Le scandale est parti d'un ­livre, « Carl XVI Gustaf, Den motvillige monarken » (« Carl XVI ­Gustaf. Souverain malgré lui »), écrit par trois journalistes sérieux, Thomas Sjöberg, Tove Meyer et Deanne Rauscher. Sorti en Suède jeudi 4 novembre, le livre est déjà à la limite de la rupture de stock : il s'en vendrait deux par minute sur le site Adlibris, l'équivalent suédois d'Amazon. Les révélations s'appuient principalement sur des sources anonymes (les femmes disant avoir eu une aventure d'un soir avec le roi sont appelées A, B, C, etc.) et sur le propriétaire du club privé, Mille Markovic, gangster à la gueule de l'emploi, regard torve et sourire de travers inclus. Mais l'absence de démenti formel de la cour et l'annonce que le roi n'a pas l'intention d'engager des poursuites donnent à penser que les aventures décrites ont au moins un fond de vérité.

Pas de démenti officiel

Au fil de ses 380 pages, le livre regorge de détails plus croustillants qu'un Krisprolls. L'un d'eux concerne une visite à un club de strip-tease d'Atlanta, en 1996, où Carl Gustaf aurait royalement laissé 10 000 dollars de pourboire. Il nous apprend son goût modéré pour les femmes « de la haute » et leurs « sourires suffisants ». Surtout, nous sommes plongés dans sa liaison prolongée (un an) avec ­Camilla Henemark, une sublime métisse sulfureuse, chanteuse dans le groupe pop Army of Lovers, à la fin des années 80. « La Camilla » a conquis la célébrité grâce à ses ­décolletés vertigineux, sa personnalité allumée et ses provocations (elle a notamment animé une émission érotique à la télévision).

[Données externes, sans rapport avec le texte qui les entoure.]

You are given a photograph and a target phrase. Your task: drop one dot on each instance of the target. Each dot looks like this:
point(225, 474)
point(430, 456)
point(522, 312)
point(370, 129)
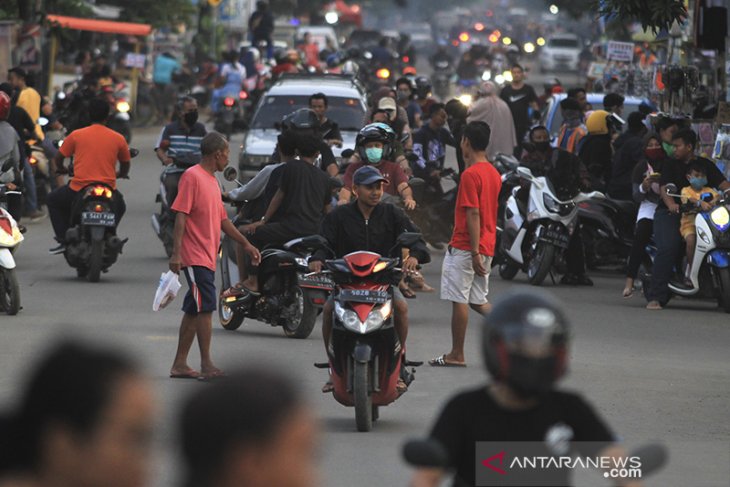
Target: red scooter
point(365, 355)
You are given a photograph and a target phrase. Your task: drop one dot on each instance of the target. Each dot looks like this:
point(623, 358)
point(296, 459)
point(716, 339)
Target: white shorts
point(459, 282)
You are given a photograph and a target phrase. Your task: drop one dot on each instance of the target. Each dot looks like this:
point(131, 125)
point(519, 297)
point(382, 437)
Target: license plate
point(105, 219)
point(554, 237)
point(317, 280)
point(364, 296)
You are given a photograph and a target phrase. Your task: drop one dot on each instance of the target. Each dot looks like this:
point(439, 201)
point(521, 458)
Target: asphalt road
point(653, 375)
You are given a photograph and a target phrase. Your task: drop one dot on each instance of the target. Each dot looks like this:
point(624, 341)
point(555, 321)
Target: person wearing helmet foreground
point(374, 146)
point(525, 344)
point(596, 152)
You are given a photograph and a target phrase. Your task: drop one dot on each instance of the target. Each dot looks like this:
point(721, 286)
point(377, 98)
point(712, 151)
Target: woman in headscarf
point(495, 112)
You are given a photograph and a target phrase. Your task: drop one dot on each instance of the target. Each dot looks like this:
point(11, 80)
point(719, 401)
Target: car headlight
point(720, 217)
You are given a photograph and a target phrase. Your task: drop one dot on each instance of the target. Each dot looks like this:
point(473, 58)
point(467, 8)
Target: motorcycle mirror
point(230, 173)
point(427, 453)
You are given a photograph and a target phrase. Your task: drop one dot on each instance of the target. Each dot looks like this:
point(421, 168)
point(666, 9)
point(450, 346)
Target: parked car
point(560, 53)
point(347, 105)
point(552, 117)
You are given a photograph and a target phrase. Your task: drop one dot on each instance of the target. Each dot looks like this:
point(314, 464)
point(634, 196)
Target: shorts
point(687, 226)
point(459, 282)
point(201, 296)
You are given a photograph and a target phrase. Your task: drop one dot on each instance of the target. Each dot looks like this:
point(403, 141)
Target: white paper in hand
point(166, 290)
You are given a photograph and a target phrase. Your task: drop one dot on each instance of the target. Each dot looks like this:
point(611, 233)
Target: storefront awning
point(107, 26)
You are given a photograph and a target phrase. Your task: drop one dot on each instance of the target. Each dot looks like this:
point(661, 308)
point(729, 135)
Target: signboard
point(620, 51)
point(134, 60)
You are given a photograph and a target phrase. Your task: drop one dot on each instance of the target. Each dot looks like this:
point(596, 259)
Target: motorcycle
point(92, 244)
point(710, 274)
point(607, 229)
point(536, 236)
point(289, 297)
point(366, 358)
point(10, 238)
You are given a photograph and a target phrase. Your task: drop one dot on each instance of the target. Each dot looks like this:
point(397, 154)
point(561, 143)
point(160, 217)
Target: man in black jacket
point(370, 225)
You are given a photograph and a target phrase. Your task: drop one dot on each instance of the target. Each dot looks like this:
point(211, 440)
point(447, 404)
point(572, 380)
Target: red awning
point(108, 26)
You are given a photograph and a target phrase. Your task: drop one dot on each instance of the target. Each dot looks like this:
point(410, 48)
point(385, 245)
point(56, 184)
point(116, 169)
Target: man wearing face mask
point(178, 147)
point(374, 146)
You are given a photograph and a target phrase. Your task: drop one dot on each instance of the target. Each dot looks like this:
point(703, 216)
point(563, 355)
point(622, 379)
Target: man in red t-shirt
point(465, 272)
point(198, 223)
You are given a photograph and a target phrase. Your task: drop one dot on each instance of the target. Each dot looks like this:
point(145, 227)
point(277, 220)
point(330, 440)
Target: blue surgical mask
point(374, 154)
point(698, 183)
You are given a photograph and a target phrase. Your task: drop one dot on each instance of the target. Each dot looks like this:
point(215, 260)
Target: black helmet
point(525, 342)
point(300, 120)
point(375, 132)
point(423, 87)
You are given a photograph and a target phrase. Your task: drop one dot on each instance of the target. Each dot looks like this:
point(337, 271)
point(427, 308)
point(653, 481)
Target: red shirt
point(199, 197)
point(478, 188)
point(96, 150)
point(390, 171)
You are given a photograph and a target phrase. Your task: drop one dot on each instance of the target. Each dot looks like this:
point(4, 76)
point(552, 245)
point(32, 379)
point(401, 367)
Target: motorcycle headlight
point(720, 217)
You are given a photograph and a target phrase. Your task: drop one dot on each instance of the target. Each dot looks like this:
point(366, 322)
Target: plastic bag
point(166, 290)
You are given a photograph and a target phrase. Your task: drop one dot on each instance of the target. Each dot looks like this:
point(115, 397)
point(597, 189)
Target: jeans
point(669, 245)
point(60, 202)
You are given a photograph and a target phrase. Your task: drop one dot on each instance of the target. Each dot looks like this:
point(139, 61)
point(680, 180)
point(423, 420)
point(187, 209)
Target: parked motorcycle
point(290, 297)
point(536, 235)
point(710, 273)
point(366, 358)
point(10, 238)
point(607, 229)
point(92, 244)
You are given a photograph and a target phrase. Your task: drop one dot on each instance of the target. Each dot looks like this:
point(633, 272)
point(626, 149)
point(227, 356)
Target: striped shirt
point(182, 144)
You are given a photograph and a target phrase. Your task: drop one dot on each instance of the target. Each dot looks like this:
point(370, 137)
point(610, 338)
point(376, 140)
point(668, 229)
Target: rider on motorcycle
point(96, 150)
point(525, 345)
point(179, 144)
point(368, 224)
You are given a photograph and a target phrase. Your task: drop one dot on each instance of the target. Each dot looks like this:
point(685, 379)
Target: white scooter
point(536, 236)
point(10, 238)
point(710, 272)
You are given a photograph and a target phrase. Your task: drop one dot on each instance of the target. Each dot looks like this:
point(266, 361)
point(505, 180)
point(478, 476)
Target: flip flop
point(191, 374)
point(440, 361)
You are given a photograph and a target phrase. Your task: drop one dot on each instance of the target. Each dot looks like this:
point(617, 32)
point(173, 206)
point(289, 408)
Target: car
point(552, 117)
point(347, 106)
point(560, 53)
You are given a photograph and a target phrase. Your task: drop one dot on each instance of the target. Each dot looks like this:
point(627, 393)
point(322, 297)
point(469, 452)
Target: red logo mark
point(487, 463)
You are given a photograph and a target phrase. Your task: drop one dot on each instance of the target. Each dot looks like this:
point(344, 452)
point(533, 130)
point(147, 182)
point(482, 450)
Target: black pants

Les Suédois n'en reviennent pas : c'est un peu comme si la France apprenait que Jean-Pierre Raffarin avait entretenu une liaison passionnée avec Lady Gaga.

Le Tout-Stockholm avait déjà entendu les rumeurs disant que le roi aimait « faire la fête ». Dans un pays où boire à en rouler par terre le samedi soir est considéré comme un droit de l'homme, personne n'y prêtait attention. Mais dans le livre la « fête » n'est pas si joyeuse. Les ­auteurs accusent principalement l'entourage de Carl XVI Gustaf : des messieurs de bonne famille qui attiraient les jeunes femmes dans leurs orgies en leur faisant miroiter un avenir pailleté, avant de cesser de les appeler une fois qu'elles avaient perdu de leur « fraîcheur ». Les ­auteurs insistent sur les risques que faisait courir le roi à son pays : « En se rendant dans ce genre d'endroits, il mettait en danger sa sécurité », souligne Thomas Sjöberg. Sans compter les possibilités de chantage : Mille Markovic, qui a déjà été condamné pour avoir fait chanter un autre seigneur, le ­super champion de tennis Björn Borg, confie aujourd'hui à qui veut l'entendre qu'il est en possession de « vidéos » prises dans son club. Certaines femmes qui témoignent dans le livre accusent la Säpo, les services de sécurité, d'avoir fait pression sur elles pour récupérer des photos compromettantes, en leur adressant un message menaçant : « Si les pellicules, les tirages et les négatifs ne nous parviennent pas, il pourrait t'arriver des choses peu agréables. »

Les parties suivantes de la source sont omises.